S’appuyer sur des référentiels d’impact

Existe-t-il des critères universels d’évaluation de l’impact de l’innovation ? Jérémie Almosni a rappelé que l’Ademe se fie aux 17 objectifs de développement durable fixés par l’ONU en 2015 : éliminer la pauvreté, réduire les inégalités, générer une énergie propre et abordable, assurer l’égalité entre les sexes, préserver les écosystèmes terrestres et aquatiques, etc.

De plus, il a mis en avant deux référentiels accessibles aux entreprises pour les aider à amorcer leur transition écologique. L’initiative ACT (Assessing low Carbon Transition) leur offre des outils pour développer et évaluer leur stratégie de décarbonation. La base de données IMPACTS, fruit d’un programme gouvernemental, met à jour les données d’impact environnemental des produits de grande consommation. A ce titre, Noé Basch a tenu à saluer la réglementation environnementale de la France, « une des plus impactantes au monde » : « Dans le milieu de la construction, il faut labelliser les projets verts, et quantifier l’intégralité du cycle de vie d’un bâtiment. C’est une obligation réglementaire. »

Economie de la fonctionnalité : un changement de mode vie

Pour Ali Celik, la mesure d’impact doit aussi inclure des variables macro. Le bénéfice sanitaire qu’il y a à travailler avec du matériel reconditionné (une personne non équipée a plus de risque de chute) profite aussi à la société : « On estime que si l’économie circulaire devenait le modèle dominant, l’Assurance Maladie ferait 25 millions d’économie », a lancé le directeur adjoint d’Envie Autonomie. Avant de nuancer : « On sait que nos activités peuvent aussi générer des déchets : le meilleur déchet reste celui qu’on ne produit pas. »
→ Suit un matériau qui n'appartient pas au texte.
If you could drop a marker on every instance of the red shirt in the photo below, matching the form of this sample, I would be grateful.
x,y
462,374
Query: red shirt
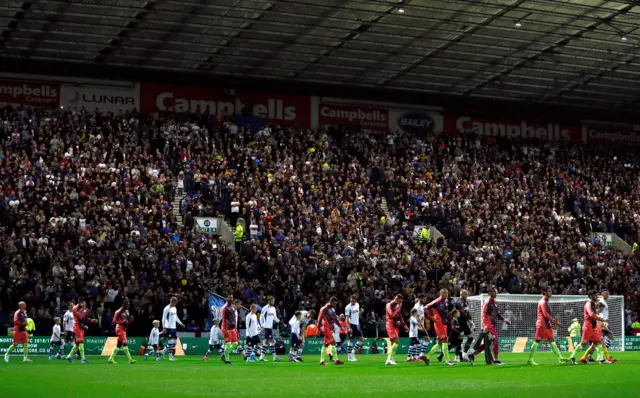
x,y
121,318
590,317
20,321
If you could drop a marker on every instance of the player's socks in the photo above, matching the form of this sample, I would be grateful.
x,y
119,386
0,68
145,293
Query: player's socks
x,y
534,348
556,351
434,349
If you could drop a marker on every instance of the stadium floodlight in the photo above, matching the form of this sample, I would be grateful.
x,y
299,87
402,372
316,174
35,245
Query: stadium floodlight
x,y
521,310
Au terme de l’échange, les intervenants ont pris du recul sur la notion d’innovation. Pour qu’elle soit réellement à impact, il s’agirait simplement de remettre les besoins au cœur de nos modèles, se baser sur l’existant, développer une économie de la fonctionnalité. C’est d’ailleurs ce que souhaite prouver l’Ademe à travers ses appels à manifestations d’intérêt, en cherchant « de beaux projets autour de l’éco-conception et de l’économie de la fonctionnalité », a assuré Jérémie Almosni.
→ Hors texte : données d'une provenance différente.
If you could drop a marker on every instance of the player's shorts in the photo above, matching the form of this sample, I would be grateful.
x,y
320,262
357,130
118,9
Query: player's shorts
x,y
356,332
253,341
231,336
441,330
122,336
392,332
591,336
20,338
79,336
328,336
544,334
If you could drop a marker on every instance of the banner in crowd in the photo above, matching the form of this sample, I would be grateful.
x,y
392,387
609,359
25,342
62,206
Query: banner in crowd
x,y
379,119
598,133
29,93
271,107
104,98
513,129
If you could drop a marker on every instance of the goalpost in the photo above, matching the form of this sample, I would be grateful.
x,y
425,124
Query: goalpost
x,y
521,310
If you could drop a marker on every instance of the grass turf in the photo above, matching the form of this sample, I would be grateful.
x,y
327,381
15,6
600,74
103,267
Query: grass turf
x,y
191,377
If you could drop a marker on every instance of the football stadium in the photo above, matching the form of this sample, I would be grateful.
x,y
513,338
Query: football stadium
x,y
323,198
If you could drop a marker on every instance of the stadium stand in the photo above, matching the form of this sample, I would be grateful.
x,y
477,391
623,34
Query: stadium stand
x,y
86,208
Mais comment élargir ce modèle à l’échelle de la société ? « Nous vivons sur quatre siècles de colonisation. Pour créer de la valeur il faut de l’énergie et de la matière. Or, il n’y en a pas en Europe. Un changement de mode de vie est donc fondamental lorsqu’on parle d’économie circulaire », a conclu Noé Basch. A travers ces différentes interventions, la table ronde aura donc permis d’identifier la condition sine qua non de l’innovation à impact : une transformation systémique de nos systèmes de valeurs.